When Medium acquired Talkshow Industries last week it left some unanswered questions. 

Talkshow is a social messaging app that closed its doors in December 2016 after founder Michael Sippey insisted he, “[doesn’t] see it getting big enough to have the impact we had hoped for.”

The deal, for an undisclosed fee, includes Sippey taking the title of Head of Product at San Francisco-based Medium — which leaves one question: is this a straightforward talent acquisition, or is there more to the deal than meets the eye?

Medium’s Monetization Muddle

By carving out its own unique niche in the publishing and social networking space, Medium enjoyed a rapid rise in popularity amongst publishers and blog lovers alike. But — much like Snapchat — Medium’s uniqueness simultaneously worked against it, forcing founder Ev Williams and his team to think long and hard about how to monetize the platform without totally ruining it in the process.

Medium previously experimented with an ad-based model, but that path to monetization didn’t lead to the desired destination. Instead, it led to the closure of two US offices and the departure of 50 employees (one-third of Medium’s workforce) in early 2017.

In the wake of that crisis, Williams confessed the ad-based model wasn’t serving content makers or consumers, adding that, “[an ad-based model] causes increasing amounts of misinformation ... and pressure to put out more content more cheaply—depth, originality or quality be damned.
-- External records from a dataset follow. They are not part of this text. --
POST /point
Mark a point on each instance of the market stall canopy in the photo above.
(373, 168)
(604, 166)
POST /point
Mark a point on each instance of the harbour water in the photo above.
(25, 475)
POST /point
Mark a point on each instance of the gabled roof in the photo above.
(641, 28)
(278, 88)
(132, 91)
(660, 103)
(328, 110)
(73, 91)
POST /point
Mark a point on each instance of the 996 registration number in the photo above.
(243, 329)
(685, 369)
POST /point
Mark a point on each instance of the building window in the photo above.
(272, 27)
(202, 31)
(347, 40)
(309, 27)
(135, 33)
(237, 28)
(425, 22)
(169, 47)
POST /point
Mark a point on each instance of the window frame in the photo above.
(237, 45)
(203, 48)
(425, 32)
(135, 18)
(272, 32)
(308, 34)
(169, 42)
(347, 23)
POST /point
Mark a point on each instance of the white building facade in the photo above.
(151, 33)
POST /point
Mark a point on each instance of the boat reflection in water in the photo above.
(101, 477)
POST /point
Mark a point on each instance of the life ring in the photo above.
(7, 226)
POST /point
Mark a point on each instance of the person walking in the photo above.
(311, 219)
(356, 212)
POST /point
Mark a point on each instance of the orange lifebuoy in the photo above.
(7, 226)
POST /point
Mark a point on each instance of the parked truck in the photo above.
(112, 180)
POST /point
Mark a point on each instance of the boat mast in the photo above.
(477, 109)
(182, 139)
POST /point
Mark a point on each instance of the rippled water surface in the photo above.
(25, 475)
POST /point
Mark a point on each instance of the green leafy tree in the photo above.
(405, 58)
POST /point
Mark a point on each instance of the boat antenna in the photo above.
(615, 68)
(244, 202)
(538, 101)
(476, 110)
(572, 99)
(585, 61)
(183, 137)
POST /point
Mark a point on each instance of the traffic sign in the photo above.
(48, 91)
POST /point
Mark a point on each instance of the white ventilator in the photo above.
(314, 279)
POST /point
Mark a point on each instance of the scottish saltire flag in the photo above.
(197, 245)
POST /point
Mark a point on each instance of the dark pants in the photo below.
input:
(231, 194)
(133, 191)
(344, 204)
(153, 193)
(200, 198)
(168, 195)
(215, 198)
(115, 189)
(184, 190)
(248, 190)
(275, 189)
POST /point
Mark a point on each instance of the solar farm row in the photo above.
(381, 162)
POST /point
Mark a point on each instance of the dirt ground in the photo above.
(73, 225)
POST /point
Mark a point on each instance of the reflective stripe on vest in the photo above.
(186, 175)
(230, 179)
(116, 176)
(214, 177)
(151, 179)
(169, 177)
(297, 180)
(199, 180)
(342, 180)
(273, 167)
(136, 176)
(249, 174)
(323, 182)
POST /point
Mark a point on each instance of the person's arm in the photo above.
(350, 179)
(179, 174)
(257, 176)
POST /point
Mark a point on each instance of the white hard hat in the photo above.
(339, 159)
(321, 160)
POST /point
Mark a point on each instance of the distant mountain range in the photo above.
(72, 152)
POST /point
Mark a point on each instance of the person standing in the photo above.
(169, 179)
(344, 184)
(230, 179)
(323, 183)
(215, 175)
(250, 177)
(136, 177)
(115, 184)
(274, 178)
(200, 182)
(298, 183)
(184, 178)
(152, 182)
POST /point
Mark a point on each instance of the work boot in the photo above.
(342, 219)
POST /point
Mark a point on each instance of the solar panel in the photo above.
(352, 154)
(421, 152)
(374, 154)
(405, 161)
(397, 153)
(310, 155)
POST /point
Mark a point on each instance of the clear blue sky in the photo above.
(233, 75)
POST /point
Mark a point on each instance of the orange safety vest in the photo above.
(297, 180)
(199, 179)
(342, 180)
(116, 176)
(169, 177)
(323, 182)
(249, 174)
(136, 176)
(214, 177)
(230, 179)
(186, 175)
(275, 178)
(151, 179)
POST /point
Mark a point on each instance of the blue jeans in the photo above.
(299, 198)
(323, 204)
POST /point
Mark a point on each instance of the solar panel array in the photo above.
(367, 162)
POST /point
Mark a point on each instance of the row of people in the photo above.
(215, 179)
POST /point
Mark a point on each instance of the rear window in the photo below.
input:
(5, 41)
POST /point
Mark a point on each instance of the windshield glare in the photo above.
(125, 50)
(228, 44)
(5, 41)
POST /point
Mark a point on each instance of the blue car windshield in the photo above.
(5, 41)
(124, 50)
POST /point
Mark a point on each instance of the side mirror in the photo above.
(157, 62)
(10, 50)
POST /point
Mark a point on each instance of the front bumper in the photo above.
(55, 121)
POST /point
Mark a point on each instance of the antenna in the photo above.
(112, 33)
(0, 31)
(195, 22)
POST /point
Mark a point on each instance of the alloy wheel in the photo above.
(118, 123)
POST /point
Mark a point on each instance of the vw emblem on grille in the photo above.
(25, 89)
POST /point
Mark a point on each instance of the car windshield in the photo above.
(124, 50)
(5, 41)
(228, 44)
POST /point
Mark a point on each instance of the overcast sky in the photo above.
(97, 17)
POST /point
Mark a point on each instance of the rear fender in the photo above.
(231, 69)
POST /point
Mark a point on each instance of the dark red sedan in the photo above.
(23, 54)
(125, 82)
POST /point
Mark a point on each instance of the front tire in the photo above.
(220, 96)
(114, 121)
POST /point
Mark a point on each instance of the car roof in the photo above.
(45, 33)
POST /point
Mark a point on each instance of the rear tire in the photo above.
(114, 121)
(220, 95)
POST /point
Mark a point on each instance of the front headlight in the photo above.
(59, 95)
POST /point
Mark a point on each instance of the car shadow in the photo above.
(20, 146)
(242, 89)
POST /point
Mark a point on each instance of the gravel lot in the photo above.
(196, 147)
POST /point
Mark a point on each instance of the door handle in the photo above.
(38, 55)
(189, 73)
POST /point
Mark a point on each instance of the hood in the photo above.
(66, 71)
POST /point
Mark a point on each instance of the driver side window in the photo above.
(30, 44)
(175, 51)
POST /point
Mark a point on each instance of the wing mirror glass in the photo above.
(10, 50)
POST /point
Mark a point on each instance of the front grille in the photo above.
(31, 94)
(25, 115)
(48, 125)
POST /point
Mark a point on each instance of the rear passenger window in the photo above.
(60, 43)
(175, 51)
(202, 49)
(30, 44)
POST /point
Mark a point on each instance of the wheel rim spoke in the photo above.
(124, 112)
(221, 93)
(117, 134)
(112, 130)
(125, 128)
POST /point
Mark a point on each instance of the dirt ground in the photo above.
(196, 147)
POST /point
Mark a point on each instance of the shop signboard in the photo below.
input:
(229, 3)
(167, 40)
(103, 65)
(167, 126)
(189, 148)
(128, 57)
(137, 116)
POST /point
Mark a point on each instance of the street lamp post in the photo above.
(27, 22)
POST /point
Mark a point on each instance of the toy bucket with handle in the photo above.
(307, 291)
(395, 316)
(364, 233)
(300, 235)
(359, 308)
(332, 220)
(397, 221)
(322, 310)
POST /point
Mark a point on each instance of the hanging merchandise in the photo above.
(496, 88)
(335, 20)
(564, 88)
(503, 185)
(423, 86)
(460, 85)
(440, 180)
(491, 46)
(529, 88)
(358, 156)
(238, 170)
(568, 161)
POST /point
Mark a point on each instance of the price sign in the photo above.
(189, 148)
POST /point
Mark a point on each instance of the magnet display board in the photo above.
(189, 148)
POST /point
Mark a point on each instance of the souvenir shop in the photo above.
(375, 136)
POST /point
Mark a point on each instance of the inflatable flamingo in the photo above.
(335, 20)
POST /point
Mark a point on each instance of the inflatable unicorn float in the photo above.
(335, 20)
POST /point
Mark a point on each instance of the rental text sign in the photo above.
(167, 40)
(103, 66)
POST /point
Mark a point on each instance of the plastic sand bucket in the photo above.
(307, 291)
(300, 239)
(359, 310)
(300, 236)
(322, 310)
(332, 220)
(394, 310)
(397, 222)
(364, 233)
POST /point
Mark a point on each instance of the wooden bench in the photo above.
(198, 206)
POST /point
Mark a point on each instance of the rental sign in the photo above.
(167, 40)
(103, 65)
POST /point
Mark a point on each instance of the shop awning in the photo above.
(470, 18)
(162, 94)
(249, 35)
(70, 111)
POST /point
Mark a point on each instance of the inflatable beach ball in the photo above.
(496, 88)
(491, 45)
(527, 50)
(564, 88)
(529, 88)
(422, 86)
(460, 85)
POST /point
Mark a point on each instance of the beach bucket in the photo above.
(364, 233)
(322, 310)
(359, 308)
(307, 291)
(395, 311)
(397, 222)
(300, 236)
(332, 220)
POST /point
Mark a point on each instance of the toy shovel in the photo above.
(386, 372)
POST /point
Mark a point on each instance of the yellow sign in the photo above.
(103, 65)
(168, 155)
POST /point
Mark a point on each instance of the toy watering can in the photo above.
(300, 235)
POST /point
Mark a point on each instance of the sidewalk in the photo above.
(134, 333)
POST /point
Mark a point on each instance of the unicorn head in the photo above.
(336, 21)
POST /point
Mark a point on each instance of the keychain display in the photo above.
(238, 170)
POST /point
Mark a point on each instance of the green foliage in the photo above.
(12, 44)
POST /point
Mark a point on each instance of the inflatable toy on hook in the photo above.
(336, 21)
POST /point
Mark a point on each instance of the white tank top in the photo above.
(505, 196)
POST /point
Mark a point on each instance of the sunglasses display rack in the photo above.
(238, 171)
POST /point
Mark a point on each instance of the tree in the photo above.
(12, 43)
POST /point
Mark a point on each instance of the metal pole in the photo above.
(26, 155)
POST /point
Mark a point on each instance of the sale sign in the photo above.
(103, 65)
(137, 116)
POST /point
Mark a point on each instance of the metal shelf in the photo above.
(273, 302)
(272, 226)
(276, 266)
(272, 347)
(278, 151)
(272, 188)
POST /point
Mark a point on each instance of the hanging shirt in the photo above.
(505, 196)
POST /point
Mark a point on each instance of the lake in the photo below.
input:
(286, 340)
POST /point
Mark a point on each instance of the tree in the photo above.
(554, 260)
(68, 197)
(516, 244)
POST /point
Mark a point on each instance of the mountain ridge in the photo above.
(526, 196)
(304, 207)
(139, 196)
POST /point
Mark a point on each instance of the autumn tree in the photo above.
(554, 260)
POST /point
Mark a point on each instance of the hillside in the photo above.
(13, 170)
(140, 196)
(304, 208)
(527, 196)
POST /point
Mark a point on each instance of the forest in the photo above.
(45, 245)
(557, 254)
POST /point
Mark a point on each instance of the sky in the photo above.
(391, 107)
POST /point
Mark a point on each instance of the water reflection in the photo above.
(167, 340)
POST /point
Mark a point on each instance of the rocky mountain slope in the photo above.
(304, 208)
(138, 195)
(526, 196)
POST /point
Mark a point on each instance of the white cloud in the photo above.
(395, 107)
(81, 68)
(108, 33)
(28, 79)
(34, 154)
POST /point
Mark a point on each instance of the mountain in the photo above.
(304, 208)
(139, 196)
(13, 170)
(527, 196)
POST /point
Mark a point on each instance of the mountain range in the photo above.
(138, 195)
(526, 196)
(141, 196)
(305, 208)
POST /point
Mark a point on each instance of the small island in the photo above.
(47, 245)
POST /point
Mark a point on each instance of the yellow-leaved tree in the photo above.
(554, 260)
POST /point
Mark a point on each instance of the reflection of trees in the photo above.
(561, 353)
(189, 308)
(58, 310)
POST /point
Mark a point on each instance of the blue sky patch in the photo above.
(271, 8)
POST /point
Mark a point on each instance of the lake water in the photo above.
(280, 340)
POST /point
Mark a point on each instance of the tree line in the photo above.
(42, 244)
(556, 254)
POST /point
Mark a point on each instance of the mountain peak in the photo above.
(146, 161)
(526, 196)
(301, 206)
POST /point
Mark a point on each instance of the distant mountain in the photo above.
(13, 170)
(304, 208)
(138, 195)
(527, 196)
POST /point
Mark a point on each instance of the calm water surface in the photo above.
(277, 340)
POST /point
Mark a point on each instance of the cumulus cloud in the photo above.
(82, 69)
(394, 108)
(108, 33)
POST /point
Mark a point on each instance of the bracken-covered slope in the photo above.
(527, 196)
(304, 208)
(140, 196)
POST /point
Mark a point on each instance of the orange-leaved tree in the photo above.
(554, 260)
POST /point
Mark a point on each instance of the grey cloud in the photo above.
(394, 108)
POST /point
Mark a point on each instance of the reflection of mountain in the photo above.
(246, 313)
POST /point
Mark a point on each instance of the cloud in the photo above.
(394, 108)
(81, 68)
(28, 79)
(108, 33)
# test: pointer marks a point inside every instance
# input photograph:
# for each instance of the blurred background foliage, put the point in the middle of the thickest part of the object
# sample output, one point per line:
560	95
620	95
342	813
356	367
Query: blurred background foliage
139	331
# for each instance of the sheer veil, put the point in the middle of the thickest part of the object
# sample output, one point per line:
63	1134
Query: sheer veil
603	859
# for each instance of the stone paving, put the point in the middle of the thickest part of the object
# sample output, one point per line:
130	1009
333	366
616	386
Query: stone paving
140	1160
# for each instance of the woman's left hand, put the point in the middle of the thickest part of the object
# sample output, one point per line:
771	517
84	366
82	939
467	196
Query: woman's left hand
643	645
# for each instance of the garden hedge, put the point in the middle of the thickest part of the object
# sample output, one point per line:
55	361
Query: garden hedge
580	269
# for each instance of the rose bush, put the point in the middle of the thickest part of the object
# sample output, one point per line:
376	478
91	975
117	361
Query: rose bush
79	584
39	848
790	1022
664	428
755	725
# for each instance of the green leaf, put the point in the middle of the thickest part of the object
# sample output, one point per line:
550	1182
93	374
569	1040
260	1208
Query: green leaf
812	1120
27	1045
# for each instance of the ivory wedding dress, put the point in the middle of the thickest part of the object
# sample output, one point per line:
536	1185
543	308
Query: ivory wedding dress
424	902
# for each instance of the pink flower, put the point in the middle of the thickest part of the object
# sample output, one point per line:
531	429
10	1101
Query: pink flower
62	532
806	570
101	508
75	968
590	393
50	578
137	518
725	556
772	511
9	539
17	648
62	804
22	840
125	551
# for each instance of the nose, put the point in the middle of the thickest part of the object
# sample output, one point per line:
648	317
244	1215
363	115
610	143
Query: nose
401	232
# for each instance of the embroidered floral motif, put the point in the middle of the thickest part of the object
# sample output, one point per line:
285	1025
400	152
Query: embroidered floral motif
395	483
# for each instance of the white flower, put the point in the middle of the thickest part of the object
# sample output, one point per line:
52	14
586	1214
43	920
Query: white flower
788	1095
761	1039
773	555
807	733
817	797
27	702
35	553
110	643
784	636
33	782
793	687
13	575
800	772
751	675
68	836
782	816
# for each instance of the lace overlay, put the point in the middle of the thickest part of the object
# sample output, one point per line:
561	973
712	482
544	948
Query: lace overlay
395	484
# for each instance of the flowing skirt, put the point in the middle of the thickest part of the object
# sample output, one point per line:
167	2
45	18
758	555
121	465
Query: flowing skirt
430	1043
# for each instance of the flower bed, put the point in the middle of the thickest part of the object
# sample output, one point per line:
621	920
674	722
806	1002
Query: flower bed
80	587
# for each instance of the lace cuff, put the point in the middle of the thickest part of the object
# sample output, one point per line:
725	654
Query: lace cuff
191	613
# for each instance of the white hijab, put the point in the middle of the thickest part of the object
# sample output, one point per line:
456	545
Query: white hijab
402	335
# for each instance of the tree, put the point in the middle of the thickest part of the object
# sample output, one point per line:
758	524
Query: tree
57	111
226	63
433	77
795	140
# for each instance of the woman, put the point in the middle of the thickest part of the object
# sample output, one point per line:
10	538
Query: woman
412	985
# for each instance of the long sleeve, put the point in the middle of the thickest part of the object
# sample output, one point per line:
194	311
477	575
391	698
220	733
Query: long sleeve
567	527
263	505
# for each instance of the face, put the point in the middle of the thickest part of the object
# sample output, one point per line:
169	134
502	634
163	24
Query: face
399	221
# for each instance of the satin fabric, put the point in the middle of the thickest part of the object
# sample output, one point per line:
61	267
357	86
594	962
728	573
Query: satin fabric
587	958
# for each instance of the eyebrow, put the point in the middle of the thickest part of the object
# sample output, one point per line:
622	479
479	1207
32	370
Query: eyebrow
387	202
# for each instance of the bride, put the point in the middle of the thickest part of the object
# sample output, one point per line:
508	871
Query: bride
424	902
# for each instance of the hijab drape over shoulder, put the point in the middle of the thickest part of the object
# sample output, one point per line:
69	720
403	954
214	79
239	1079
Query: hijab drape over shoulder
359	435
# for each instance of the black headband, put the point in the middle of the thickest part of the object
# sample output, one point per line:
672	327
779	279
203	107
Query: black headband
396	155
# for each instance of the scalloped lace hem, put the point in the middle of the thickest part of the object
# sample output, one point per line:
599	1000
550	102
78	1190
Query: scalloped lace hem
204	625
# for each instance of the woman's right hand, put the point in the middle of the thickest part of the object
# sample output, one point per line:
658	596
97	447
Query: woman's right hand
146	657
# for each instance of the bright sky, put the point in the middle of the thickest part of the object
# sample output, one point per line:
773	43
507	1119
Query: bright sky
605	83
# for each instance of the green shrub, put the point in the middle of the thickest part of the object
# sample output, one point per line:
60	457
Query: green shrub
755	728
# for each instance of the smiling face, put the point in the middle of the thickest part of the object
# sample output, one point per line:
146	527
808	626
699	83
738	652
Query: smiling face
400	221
It's unsustainable and unsatisfying for producers and consumers alike ... We need a new model."

That new model came in the form of a paid membership option, which the company launched in March 2017. Paid membership appears to be working — but with this Talkshow acquisition in mind, perhaps it’s not working well enough.

The Next Wave for Medium Monetization?

As Head of Product, Michael Sippey will help Medium, “build and evolve a new model of funding for original writing is both compelling and important.”

Learning Opportunities

Sippey, like many in the Medium team, is a former Twitter employee, serving as VP of Product for two years. Medium looks to be pinning its hopes on Sippey to steer the company's monetization journey into calmer and more profitable waters.

But as Sippey thanks his old team for their efforts (indicating they won’t be joining him at Medium), it’s important to note that talks between Talkshow Industries and Medium began when Sippey contacted Ev Williams about Talkshow's latest project, Episode, which aimed to give podcast listeners a way to share their favorite podcasts. That project also came to an end following Medium’s acquisition, but Sippey’s obvious love for content sharing apps is hard to ignore.

To get some perspective on this acquisition, and to hypothesize about what Medium might gain from Sippey and his past projects, CMSWire spoke to Director of Digital Marketing at LRG Marketing, Adam Miller:

“It seems that Medium may be making a prediction on how content will soon be shared. [If they are to integrate Talkshow’s features] users could easily share content to a small tight-knit group of friends, colleagues or connections within the Medium platform,” he said.

“As we're seeing with the increased interest in messenger apps, more content is gaining traction through peer-to-peer sharing rather than a post to a general audience. If Talkshow is going to be part of Medium's premium model, it indicates that publishers may need to prepare to pay for certain distribution features.”